Three days ago, the Egyptian government therefore started carrying out a detailed geo-physical survey of the wall of Tutankhamun tomb – and have so far found several anomalies which they suspect may represent a hidden chamber.
Many Egyptologists suspect that Nefertiti’s lost tomb may be lurking under a mountain immediately opposite Tutankhamun’s tomb - so the newly detected probable additional chamber in Tutankhamun's tomb complex could well contain previously unsuspected additional King Tut treasures. But Dr. Reeves’ discovery of the hidden inscription on Tutkhamun’s golden mask itself is raising other questions.
Why was Nefertiti ‘robbed’ of her mask – and, when – and why was it given to her son, Tutankhamun. The answer probably lies in the difficult political situation that occurred during the collapse of the monotheistic experiment.
A decade after Akhenaten and Nefertiti had launched their religious revolution, some evidence suggests that Egypt may have been hit by a terrible epidemic.

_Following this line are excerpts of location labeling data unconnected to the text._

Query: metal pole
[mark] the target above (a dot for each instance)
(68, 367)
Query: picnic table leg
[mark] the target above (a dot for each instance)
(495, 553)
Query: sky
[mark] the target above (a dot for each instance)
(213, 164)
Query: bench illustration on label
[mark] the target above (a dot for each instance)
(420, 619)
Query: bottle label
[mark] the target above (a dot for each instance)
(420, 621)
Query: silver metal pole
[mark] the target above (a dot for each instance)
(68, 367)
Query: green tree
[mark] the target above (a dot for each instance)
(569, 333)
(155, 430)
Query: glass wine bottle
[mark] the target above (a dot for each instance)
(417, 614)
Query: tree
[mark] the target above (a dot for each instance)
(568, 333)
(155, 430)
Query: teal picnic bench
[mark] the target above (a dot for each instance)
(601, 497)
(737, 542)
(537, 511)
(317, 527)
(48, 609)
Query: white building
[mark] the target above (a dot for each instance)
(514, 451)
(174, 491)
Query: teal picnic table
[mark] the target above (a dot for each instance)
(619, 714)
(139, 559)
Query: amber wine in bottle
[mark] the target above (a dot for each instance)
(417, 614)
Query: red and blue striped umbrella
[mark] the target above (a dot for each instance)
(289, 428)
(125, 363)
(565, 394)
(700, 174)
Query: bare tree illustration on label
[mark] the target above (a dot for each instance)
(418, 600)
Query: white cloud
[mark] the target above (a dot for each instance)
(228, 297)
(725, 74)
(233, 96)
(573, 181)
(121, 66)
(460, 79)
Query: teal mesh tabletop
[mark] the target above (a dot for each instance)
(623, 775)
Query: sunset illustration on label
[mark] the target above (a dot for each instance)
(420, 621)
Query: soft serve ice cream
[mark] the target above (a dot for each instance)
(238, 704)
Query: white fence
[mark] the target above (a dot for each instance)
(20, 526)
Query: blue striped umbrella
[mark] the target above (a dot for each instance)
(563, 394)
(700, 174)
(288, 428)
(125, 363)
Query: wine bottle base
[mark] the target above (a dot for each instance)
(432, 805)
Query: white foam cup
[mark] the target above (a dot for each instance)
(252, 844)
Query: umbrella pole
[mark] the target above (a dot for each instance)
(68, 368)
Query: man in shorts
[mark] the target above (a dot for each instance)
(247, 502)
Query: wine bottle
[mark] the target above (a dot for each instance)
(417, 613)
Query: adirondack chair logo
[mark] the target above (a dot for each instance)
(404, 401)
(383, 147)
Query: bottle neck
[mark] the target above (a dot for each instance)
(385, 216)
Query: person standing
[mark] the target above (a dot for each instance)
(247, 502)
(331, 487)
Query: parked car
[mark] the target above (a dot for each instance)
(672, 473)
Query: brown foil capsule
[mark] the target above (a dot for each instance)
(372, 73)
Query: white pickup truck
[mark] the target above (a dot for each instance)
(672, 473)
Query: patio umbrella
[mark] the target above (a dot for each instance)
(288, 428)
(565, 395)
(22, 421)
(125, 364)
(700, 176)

Desperate to ensure the continuation of his new monotheistic religion, and perhaps fearful of death, Akhenaten decided to appoint his queen, Nefertiti, as co-ruler. He did so just in the nick of time – for within a few months he did indeed die. His young eight year old son, Tutankhamun (at that stage called Tutankhaten), became pharaoh and Nefertiti (now only using her new longer pharaonic name) continued as co-ruler with him, says a leading historian of the period, Dr Aidan Dodson of the University of Bristol, author of two major books on the era – Amarna Sunrise and Amarna Sunset.
For three years Nefertiti seems to have tried to find a middle way between the old polytheistic system and the new monotheistic one. But then she too died. Nefertiti had made elaborate preparations for her own death and had expected to be buried as a full pharaoh of Egypt (complete with her pharaonic gold death mask).
But, after her death, two religiously traditional generals effectively seized power, using Nefertiti’s son Tutankhamun as a puppet pharaoh. They appear to have been determined to abandon Nefertiti’s policy of religious compromise and to return to full traditional polytheism.
Dr. Reeves discovery, that Tutankhamun golden death mask had originally been made for Nefertiti, is powerful additional evidence suggesting that after her death she was deliberately politically downgraded.
“This discovery re-enforces the view that, after her death, she was deprived of her status as a pharaoh and presumably buried merely as a queen,” said Dr Dodson.
The new evidence suggests that her death mask was therefore never used in her funeral or in her tomb – but was instead put in storage and eventually recycled for Tutankhamun.
King Tut’s golden mask – currently thought of as a mainly art-historical object – is now therefore likely to also become a symbol of the world’s first known major ideological struggle between monotheism and polytheism.